Saturday, 30/08/2008 08:48

Two scenarios for economic growth in 2009

The economic growth rate may not reach 7% in 2008 and the inflation rate will go down sharply in 2009 are the two main points of the report which has just been released by the Ministry of Planning and Investment (MPI).

MPI has released the report which shows the world economy’s status and forecasts macroeconomic targets for 2009. The report was made after the compilers considered the socio-economic situation as of August.

7% GDP growth rate in 2008 may be unachievable

The National Assembly in June 2008 decided to lower the targeted economic growth rate from 8.5-9% set late last year to the more modest level of 7%. However, the report said, the 7% GDP growth rate is still a difficult goal.

In the optimistic scenario, Vietnam’s industrial production will regain its development from now to the end of the year, while the world economy’s performance will create more favourable conditions for Vietnam’s exports. If so, the GDP economic growth rate will be 6.6-6.8%.

In order to make the scenario happen, inflation has to go down sharply in the last months of the year to stay at 29-30.5% for the whole year. 

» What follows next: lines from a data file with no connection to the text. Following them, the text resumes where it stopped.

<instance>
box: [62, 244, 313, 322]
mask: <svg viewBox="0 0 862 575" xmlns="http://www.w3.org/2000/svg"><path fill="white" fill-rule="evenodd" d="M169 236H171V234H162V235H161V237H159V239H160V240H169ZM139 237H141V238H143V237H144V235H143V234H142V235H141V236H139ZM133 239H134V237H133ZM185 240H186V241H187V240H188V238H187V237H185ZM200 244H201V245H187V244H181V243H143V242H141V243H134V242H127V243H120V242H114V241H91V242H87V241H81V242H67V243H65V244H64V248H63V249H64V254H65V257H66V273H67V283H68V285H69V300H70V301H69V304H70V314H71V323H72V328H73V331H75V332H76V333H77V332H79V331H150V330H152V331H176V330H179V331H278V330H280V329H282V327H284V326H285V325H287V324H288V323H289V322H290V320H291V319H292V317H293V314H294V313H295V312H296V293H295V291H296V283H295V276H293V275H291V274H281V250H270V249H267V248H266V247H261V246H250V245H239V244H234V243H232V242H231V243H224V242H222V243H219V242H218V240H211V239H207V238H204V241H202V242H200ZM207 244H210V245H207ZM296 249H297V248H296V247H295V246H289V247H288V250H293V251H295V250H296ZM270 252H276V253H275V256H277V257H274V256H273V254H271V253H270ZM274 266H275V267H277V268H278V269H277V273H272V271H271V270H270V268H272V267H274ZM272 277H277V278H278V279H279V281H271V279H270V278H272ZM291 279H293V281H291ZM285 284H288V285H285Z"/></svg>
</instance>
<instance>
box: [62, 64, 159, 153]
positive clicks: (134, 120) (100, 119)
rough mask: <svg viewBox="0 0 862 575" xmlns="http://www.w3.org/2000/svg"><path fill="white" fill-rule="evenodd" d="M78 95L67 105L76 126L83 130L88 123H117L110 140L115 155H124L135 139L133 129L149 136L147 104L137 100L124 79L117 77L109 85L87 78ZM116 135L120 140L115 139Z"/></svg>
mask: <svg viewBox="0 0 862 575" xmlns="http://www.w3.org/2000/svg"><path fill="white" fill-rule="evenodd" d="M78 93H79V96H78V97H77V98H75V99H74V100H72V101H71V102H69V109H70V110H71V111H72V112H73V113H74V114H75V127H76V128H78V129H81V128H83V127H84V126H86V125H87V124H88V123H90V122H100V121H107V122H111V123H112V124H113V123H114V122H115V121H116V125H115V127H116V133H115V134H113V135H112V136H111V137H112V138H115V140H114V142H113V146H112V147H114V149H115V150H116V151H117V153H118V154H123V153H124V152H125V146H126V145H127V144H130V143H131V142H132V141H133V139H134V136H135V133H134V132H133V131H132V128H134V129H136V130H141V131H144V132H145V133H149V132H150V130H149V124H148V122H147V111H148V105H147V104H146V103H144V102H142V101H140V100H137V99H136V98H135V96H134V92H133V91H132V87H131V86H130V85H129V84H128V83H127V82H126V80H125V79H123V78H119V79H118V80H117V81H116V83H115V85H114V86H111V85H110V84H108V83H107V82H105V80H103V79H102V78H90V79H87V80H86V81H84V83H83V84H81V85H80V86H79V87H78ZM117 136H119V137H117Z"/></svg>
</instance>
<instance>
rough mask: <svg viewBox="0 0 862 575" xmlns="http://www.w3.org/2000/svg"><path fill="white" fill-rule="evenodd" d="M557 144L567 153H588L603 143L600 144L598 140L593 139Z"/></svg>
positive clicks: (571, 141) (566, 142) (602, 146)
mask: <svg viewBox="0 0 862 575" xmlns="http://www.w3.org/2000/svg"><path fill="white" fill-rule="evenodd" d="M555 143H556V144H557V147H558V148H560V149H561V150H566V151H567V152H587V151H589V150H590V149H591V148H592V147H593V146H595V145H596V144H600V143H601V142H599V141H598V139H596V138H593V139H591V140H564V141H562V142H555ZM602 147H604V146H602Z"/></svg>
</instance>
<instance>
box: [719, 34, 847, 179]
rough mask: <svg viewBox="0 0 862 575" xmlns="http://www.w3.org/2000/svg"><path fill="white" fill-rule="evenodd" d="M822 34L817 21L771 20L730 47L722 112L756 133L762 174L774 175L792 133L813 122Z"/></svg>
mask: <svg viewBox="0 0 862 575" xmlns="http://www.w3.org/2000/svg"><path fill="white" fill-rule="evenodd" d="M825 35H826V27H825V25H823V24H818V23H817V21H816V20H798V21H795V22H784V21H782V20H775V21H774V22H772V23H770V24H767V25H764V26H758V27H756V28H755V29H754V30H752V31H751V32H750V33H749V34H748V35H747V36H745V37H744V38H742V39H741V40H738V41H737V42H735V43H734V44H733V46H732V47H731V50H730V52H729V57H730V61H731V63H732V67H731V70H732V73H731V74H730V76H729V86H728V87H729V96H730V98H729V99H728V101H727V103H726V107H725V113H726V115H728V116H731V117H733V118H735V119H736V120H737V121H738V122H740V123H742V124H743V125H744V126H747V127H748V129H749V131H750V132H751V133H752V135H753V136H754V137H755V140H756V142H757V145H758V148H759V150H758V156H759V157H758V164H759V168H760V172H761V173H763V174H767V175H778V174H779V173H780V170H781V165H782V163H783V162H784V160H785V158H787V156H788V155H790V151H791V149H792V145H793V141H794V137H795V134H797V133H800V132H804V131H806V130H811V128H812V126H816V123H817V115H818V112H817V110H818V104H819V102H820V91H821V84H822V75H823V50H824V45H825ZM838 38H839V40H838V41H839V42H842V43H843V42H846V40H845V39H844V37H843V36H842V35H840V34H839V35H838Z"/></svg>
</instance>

In the more pessimistic scenario, the GDP growth rate will be 6.2-6.5% only, as industrial production will decrease in the upcoming months due to lack of capital, higher input material prices, electricity shortage and the world’s oil market volatility. Meanwhile, the volume of cash in circulation increases dramatically as a result of the strong inflow of foreign direct investment and overseas remittance, thus putting pressure on inflation. In such disadvantageous conditions, the inflation rates in the upcoming months could reach 1.7-2.2%, pushing the inflation rate for the whole of 2008 to 31.5-33%.

Inflation rate will go down sharply in 2009

MPI’s group of experts gave two scenarios for economic growth in 2009 with different forecast figures, depending on the happenings in the last months of 2008.

In the first scenario, if inflation can be restrained at acceptable levels, the investment capital of society increases, the world’s crude oil price stays at $110-130/barrel, the steel price decreases a little, the national economy will retain stable growth. The indices will be as follows: GDP will increase by 7-7.5%, the inflation rate will increase by 13-15%, while the trade deficit will be curbed at $22.7bil. The total investments of society in 2009 will be higher than in 2008, equivalent to 41.06% of GDP, while the budget deficit will be 5.11% of GDP.

The second scenario gives more cautious forecasts in the event inflation cannot be curbed as successfully as hoped. Meanwhile, production may face difficulties due to the capital shortage and high interest rates. In this case, the government will continue cutting public investments and fighting to reduce the trade deficit.

In these conditions, the GDP growth rate will be 6-6.5% only in 2009, the inflation rate will be between 10% and 12%, while the trade deficit will be less than $20bil. The total investments of society will be at the same level as in 2008, while the budget deficit will be less than 4.8% of GDP.